Wednesday, January 25, 2017

Article Review: Joseph, Gilbert M. "Forging The Regional Pastime: Baseball And Class In Yucatan". 1988.

Players Hacienda Yaxcopoil 1924
Joseph, Gilbert M. "Forging The Regional Pastime: Baseball And Class In Yucatan". Sport And Society In Latin America. Joseph L Arbena, ed.. 1st ed. Westport, CT: Greenwood Press, 1988. 29-61. Print.

This is something of a classic in the literature of Mexican baseball studies.  I’ve seen several references in my reading, most recently in Klein’s Baseball on the Border.  However, as the paper appears to have been published only once in a 1988 collection of essays on Latin American sport, it seemed I might never have a chance to read it.  Thankfully used copies are currently not that expensive and several online booksellers have it in stock.

What Joseph sets out to demonstrate is why baseball is far more popular in Yucatan than other areas of Mexico and how this happened.  The latter turns out to be clearer than the former. While there is still no undisputed account of the introduction of baseball into Mexico, there seem to have been several contact points, including the Yucatan, which lies closer to Cuba than it does to Mexico City.  Joseph remains uncertain about the lines of diffusion, but feels that Cuba was the touch-point, specifically Cuban immigrants escaping revolutionary turbulence of the latter 19th century.  He notes the game was picked up in Meridia in the 1890s by what was then a very small segment of the population, the children of urban barrio dwellers.  Concomitantly, baseball was enjoyed by the fad conscious sons of the planting class, many of whom may have learned the game while studying at US boarding schools.  But it was most certainly not played by the large majority of the Yucatan population, which consisted of rural labor strictly controlled by the planters and rarely the beneficiary of planter largess, such as leisure time or sports facilities.  Organized baseball in this early period was the province of the planter families, who had the time and resources to devote to constructing fields and viewing stands, importing equipment, and managing a league.  But when their support shriveled along with the world economy, so too did the fortunes of baseball.

Wednesday, January 11, 2017

Book review: Klein, Alan M. Baseball On The Border. 1997.

Klein, Alan M. Baseball On The Border. 1st ed. Princeton: Princeton University Press, 1997.

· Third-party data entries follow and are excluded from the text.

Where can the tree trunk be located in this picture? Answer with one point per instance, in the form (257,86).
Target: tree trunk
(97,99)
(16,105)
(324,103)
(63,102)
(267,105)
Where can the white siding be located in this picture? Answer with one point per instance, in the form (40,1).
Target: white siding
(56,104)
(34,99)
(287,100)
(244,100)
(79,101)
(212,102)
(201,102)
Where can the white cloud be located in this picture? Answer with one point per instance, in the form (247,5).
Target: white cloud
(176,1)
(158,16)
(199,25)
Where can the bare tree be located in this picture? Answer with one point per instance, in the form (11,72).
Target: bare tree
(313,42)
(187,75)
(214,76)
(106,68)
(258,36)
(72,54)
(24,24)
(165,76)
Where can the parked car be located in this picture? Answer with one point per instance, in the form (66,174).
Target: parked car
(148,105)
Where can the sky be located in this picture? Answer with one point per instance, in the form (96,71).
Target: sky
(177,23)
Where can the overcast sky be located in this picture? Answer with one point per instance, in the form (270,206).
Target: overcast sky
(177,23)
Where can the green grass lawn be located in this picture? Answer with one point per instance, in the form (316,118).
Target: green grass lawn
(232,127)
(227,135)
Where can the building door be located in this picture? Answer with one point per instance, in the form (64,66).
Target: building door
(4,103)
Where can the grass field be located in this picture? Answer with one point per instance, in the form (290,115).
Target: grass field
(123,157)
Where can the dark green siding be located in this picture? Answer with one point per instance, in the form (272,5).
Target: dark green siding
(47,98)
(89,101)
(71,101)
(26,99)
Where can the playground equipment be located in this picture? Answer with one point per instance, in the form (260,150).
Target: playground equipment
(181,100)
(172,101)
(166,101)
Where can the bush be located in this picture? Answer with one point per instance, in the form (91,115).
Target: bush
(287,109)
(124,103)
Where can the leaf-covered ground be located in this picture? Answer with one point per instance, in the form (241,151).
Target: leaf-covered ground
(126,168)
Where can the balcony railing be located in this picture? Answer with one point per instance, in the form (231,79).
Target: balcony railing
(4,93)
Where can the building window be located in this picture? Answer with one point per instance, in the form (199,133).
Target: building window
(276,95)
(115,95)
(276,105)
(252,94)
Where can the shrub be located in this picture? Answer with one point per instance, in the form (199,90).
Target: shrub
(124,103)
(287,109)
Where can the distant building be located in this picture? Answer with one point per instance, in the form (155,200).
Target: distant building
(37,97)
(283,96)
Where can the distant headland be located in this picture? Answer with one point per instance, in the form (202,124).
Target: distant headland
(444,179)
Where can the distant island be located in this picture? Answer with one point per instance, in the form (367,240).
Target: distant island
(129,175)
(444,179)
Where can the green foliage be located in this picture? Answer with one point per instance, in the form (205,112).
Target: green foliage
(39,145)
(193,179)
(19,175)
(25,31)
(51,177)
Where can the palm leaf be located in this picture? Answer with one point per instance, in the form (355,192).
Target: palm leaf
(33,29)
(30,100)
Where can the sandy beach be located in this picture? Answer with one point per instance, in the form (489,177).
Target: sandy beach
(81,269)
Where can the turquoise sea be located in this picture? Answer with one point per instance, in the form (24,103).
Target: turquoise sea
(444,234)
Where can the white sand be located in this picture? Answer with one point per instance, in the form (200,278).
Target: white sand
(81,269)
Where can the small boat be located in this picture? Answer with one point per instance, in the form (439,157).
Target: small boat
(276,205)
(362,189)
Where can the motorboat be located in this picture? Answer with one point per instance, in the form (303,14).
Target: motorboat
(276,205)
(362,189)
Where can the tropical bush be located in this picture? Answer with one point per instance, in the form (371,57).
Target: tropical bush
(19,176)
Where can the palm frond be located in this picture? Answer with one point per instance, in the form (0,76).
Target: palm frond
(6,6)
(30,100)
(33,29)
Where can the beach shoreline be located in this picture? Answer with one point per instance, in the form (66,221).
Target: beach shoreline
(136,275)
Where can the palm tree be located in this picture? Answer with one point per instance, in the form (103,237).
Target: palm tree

Though published twenty years ago, this study remains intriguing and perhaps instructive in how to operate sport franchises across cultural and national divides.  It tells the story of Los Tecolotes de los Dos Laredos (The Owls of the Two Laredos), a Mexican baseball team that from the mid-1980s to early 1990s represented bordering cities in Mexico and the United States.  The team split its home schedule between a Mexican and American stadium, and as is typical of Mexican league teams, featured a number of American players on its roster.  Shortly after completing research for this book, the binational project collapsed.  Writer/researcher Alan Klein explains this failure largely in terms of structure.  Owners and managers were entirely Mexican and employed a largely conservative philosophy:  field a good team and attendance and finances would take care of themselves.  No one on the Mexican side seemed to understand the Tecolotes as a cultural phenomenon that could be sold to audiences far beyond the Laredos, “a binational phenomenon more as ideology than as fact, and it was in the distinction between the two that the relationship failed.”